Fuente Ovejuna
By Lope de Vega
Tangram Theatre Company, Southwark Playhouse.
Performed in English
It’s truly enlivening when theatre sets itself an ambitious challenge and rises to it with panache. Audacious theatre, delivered with aplomb.
TIME OUT
A lively and different evening of theatre which breaths an energetic life into this 1614 Spanish play. Tangram again show themselves to be fantastic story tellers.
What’s On Stage
Has theatre ever been this fun?! My advice: Sit back, grab a beer and enjoy the chaos and dance. Theatre at it’s best. Simply do not miss it.
Everything Theatre
Daniel Goldman’s young company has a decidedly cocky approach to making theatre, and here the result is a bright, lively, imaginative interpretation.
Evening Standard
Goldman pulls off a real coup
when the production effortlessly changes gear from comic romp to near-tragedy soon after the
interval. Marvellously Entertaining.
BRITISH THEATRE GUIDE
Based on true events, Fuente Ovejuna tells the story of an entire village who rise up and kill their tyrant feudal lord, Fernan Gomez, after he interrupts the wedding of young village lovers, Frondoso and Laurencia, to claim his right to Laurencia as overlord of the village. When news of Fernan Gomez’s death reaches the ears of King Ferdinand and Queen Isabella of Spain, they resolve to send a judge to the village of Fuente Ovejuna to determine which of the villagers should be executed. The villagers however formulate a plan to survive.
Cast
Radhika Aggarwhal (Master), Felix Andrew (Barrildo), Martin Aukland* (Ortuño), Anthony Best* (Esteban / Manrique), Hannah Boyde* (Laurencia), Roberto Cavazos* (Flores), Neil Connolly (Flores), Richard Cunningham* (Commander / Judge), Rachel Dale* (Pascuala), Andrew David (Frondoso), Sian Goff (Laurencia), Caroline Kilpatrick (Master), Amy Loughton (Master), Zoot Lynam (Frondoso), James Richard Marshall (The Commander/Judge), Lachlan McCall (Barrildo), Katherine Rodden* (Master), James Rowland* (Frondoso), Peter Stickney* (King Ferdinand), Rob Witcomb* (Mengo), Charlotte Workman (Pascuala), Johnny Vivash* (Barrildo)
*Original Cast
Creative Team
Daniel Goldman* (Director, Translator) Rebekah Kirk* (Stage Manager), Carolina Ortega* (Producer), Liane Escorza (Producer), Andy Dickinson (Producer)
* Original Production
Fuente Ovejuna is a play I absolutely love and the experience of making it (twice) probably still the most fun I’ve had directing while also being the most experimental work I’ve done.

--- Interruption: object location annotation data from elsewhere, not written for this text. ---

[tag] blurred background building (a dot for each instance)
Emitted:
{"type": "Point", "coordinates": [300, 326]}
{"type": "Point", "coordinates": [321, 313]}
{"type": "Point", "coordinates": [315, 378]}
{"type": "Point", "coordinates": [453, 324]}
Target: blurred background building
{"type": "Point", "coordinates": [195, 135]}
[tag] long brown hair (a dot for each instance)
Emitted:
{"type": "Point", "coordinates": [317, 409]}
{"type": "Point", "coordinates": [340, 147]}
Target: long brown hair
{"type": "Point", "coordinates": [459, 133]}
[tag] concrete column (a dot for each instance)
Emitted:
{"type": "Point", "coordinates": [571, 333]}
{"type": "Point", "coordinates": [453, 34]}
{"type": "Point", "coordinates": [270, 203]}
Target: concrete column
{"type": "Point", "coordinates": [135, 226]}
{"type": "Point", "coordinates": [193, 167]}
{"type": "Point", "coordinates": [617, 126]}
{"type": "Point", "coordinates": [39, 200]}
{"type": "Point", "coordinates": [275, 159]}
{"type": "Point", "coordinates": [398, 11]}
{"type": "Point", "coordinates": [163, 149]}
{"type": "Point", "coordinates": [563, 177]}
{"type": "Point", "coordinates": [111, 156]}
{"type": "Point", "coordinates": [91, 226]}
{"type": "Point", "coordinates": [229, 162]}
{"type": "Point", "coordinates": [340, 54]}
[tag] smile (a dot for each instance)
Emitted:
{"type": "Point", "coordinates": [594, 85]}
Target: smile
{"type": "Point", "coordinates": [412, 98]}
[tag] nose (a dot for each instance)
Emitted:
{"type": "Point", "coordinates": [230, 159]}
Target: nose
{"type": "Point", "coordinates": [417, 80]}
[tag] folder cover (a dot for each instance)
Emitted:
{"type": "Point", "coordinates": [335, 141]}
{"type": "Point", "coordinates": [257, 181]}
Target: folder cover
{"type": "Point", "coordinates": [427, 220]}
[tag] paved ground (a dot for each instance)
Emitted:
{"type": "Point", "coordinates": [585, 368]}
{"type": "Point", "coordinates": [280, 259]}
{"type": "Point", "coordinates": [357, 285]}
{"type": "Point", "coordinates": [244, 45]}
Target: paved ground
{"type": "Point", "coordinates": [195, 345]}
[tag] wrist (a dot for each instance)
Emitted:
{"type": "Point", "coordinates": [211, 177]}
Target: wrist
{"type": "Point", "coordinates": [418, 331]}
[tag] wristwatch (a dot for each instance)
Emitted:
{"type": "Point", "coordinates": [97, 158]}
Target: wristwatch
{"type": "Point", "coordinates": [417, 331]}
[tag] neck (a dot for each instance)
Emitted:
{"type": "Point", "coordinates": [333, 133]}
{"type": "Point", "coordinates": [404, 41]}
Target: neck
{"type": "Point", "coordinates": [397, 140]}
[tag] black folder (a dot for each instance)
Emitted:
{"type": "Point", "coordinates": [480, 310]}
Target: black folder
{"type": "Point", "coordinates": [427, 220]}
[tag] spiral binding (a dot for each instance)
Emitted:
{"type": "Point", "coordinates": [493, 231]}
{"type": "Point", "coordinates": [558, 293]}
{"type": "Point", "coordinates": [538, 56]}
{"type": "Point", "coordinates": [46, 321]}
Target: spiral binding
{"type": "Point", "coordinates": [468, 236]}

In the first production, the experiment was how active and engaged could we make an audience in the telling of this story of a village that rises up to kill a tyrant and then holds strong in the face of a justice system that is looking for an individual to hang. In the second, the question was could a play be performed by a community of actors rather than a stable cast.
And on top of everything, we also wanted to see if we could do things that we’d never seen on stage before. Such as… performing the show with a different live band every night, every part of the show (before, interval, after) being part of the show, casting the audience as actors in the show, running a bar on stage that was open to all throughout, performing with all the lights on with no costumes and only live music and no tech etc.
The show was designed to feel like a gig, to feel like a party, and yet to aim was also that the tragic moments and the violence rang true. What I really tried to do was to create a slow release show that was a blast on the night, and then stayed with audiences for weeks. And that’s what happened.
More than any other show, this was the show that gave me the belief to continue working as a director.